Der Europäische Gerichtshof hat heute entschieden, dass Suchmaschinen, im speziellen Fall Google, in bestimmten Fällen Daten zu verweisenden Webseiten löschen müssen, wenn dadurch Persönlichkeitsrechte anderer betroffen sind. Im konkreten Fall hat die spanische Datenschutzbehörde Google auferlegt, einen Verweis auf einen Zeitungsartikel aus dem Jahre 1998 zu entfernen, der auf die damals aktuelle Zwangsversteigerung des Hauses des Beschwerdeführers hinweist. Gegen diesen Bescheid ist Google vor Gericht gezogen und ist dabei unerwartet beim zusätzlich eingeschalteten EuGH unterlegen.

So sehr ich auch für Datenschutz bin, halte ich dieses Urteil für nicht nachvollziehbar und auch für bedenklich, denn es ist auf der anderen Seite ja auch das Recht auf freie Meinungsäußerung betroffen. Im Falle von Falschinformationen wäre in meinen Augen der direkte Ansprechpartner für eine Löschung der Verursacher der Falschmeldung gewesen, da sich eine Suchmaschine, sofern ihre Algorithmen neutral sind, sich Links nicht zu eigen macht. Tatsächlich handelt es sich anscheinend aber gar nicht um eine Falschmeldung, sondern um eine veraltete Meldung. Diese wird 1998 entweder wahr gewesen sein oder zumindest ist es wahr, dass die Meldung 1998 den Nachrichtenwert einer Zeitungsmeldung hatte. Sofern die Quellen der Basisinformationen für diese Inhalte nicht nachträglich angreifbar sind und zur Löschung aufgefordert werden können, ist das Verbot des Linkens auf diese Quellen sehr gefährlich.

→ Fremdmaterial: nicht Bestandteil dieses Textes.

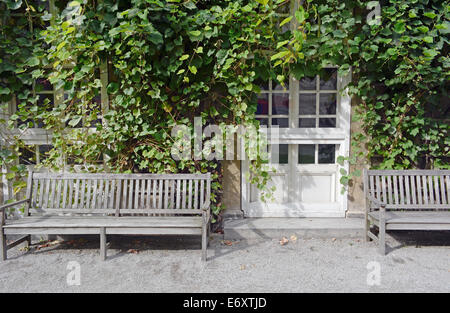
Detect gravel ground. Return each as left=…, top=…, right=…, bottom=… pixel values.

Denn dieses Verbot beträfe vermutlich nicht nur Suchmaschinen, sondern jeden, der im Internet Veröffentlichungen verantwortet. So müsste eventuell auch ein Blogger, der in einem sachlichen Artikel über den betroffenen Mann den beanstandeten Zeitungsartikel verlinkt, mit Löschungsaufforderung und möglicherweise weiteren rechtlichen Konsequenzen rechnen. In dem Fall wäre nicht nur eine direkte Einschränkung der Redefreiheit zu beklagen sondern auch eine indirekte, die dadurch entsteht, dass viele im Zweifelsfall lieber auf eine Linksetzung verzichten, selbst wenn sie letztlich rechtlich zulässig wäre.